The camera aboard the National Aeronautics and Space Administration’s Deep Space Climate Observatory (DSCOVR) satellite captures a photo of the moon photobombing Earth. The picture was shot between July 4 at 11:50 PM EDT and July 5 at 3:18 AM EDT (or on July 5 at 0350 UTC and 0718 UTC) as the moon moved in front of the sunlit side of the Earth.
“For the second time in the life of DSCOVR, the moon moved between the spacecraft and Earth,” points out Adam Szabo, a DSCOVR project scientist working at the space agency’s Goddard Space Flight Center in Greenbelt, Maryland. “The project recorded this event on July 5 with the same cadence and spatial resolution as the first ‘lunar photobomb’ of last year.”
The images were taken by the Earth Polychromatic Imaging Camera (EPIC) while DSCOVR was monitoring solar winds 1 million miles (1.6 million km) above the Earth. The last time EPIC saw the moon photobombing Earth was on July 16, 2015 between 3:50 PM. and 8:45 PM EDT. This time, the four-megapixel camera shows the moon moving over the Indian and Pacific oceans.
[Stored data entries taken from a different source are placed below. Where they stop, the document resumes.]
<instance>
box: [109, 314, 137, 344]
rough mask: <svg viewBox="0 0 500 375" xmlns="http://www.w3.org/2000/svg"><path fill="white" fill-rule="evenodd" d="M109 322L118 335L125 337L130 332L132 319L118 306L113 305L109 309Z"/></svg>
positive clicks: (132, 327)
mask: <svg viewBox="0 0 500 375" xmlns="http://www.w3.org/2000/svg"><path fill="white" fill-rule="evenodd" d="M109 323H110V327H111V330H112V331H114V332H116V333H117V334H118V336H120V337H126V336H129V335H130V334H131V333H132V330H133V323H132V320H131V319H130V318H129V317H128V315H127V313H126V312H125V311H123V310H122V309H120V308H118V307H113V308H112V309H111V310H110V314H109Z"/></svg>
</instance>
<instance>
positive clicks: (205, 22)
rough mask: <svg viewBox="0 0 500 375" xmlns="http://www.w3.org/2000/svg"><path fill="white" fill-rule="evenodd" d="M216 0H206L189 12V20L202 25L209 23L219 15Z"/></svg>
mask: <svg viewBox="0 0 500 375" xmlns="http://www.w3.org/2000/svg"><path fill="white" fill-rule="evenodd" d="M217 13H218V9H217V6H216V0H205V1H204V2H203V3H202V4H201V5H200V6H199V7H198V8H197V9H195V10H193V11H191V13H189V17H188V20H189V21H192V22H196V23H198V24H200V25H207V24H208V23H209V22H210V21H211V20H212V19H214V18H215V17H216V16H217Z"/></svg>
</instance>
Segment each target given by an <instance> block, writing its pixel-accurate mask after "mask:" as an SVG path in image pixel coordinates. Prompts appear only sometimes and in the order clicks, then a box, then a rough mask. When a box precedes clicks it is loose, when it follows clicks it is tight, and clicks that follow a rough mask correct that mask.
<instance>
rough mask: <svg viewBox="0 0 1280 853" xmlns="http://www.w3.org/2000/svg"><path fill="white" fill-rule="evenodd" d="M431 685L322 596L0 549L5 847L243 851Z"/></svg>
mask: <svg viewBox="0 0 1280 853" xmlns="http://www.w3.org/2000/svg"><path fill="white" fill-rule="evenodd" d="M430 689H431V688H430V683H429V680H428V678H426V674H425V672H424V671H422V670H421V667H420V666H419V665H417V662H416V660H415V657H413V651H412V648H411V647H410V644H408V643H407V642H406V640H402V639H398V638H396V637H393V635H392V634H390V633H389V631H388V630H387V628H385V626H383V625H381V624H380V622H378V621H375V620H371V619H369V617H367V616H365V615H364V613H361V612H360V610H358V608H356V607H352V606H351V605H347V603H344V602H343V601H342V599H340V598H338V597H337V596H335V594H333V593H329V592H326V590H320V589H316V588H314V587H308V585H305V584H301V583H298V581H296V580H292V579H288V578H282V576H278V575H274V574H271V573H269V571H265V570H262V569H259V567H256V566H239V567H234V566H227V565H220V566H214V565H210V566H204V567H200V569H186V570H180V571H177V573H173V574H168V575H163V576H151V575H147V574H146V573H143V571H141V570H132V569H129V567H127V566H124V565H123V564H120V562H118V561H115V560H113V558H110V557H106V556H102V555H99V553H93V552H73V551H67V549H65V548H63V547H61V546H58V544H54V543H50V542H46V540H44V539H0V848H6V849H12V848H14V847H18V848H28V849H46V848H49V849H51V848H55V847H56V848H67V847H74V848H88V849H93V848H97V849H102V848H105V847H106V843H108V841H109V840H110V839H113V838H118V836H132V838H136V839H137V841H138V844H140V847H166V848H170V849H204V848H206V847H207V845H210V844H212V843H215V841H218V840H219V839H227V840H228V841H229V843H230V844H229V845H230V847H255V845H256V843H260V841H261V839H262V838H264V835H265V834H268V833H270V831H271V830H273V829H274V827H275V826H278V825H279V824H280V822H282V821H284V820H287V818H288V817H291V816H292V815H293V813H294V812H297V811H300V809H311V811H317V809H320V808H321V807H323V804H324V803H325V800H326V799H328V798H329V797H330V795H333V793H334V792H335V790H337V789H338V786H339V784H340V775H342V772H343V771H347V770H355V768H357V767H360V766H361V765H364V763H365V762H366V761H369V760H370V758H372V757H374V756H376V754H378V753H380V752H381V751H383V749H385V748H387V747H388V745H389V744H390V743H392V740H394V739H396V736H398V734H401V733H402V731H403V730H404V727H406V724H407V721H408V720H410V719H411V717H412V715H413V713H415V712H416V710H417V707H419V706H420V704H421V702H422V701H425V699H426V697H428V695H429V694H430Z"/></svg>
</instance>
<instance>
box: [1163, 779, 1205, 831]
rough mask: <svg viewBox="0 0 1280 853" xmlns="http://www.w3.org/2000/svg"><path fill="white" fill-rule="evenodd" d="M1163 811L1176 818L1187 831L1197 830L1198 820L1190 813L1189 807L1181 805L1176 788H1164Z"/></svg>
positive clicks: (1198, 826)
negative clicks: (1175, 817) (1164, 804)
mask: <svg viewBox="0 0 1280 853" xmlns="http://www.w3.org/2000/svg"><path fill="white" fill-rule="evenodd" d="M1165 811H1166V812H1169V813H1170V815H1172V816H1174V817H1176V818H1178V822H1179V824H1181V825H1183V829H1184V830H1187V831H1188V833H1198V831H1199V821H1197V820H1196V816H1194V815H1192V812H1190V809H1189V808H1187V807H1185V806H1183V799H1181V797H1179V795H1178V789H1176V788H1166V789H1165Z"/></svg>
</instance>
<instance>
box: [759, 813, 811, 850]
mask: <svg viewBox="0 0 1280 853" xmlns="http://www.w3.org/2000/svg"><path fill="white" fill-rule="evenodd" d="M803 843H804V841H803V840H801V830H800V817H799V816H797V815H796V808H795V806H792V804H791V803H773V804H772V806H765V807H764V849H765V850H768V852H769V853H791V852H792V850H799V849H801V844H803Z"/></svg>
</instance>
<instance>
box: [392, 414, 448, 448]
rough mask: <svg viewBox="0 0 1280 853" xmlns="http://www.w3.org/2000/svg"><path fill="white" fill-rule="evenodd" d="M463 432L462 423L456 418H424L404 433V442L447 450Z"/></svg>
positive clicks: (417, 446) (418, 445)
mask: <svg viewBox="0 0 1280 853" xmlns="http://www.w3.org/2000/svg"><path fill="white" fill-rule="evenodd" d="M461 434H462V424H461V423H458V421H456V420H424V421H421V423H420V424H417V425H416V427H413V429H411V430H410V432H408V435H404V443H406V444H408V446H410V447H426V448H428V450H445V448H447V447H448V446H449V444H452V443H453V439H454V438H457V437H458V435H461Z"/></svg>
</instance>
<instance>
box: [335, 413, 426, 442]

EPIC takes a series of images of Earth as it rotates to gather important data about the ozone, cloud height, aerosols and vegetation in the atmosphere, giving us a constant view of our planet. The findings gathered by the camera are crucial to studying the variations that occur each day over the planet.
The colors of Earth generated by EPIC are achieved by combining three monochrome exposures taken in rapid succession. Overall, the camera takes a series of 10 pictures to hand out several data.
The Deep Space Climate Observatory is a partnership between the National Oceanic and Atmospheric Administration (NOAA), the space agency and the US Air Force. Its mission is to monitor solar winds and provide information about these, which NOAA uses to create forecasts or space weather alerts.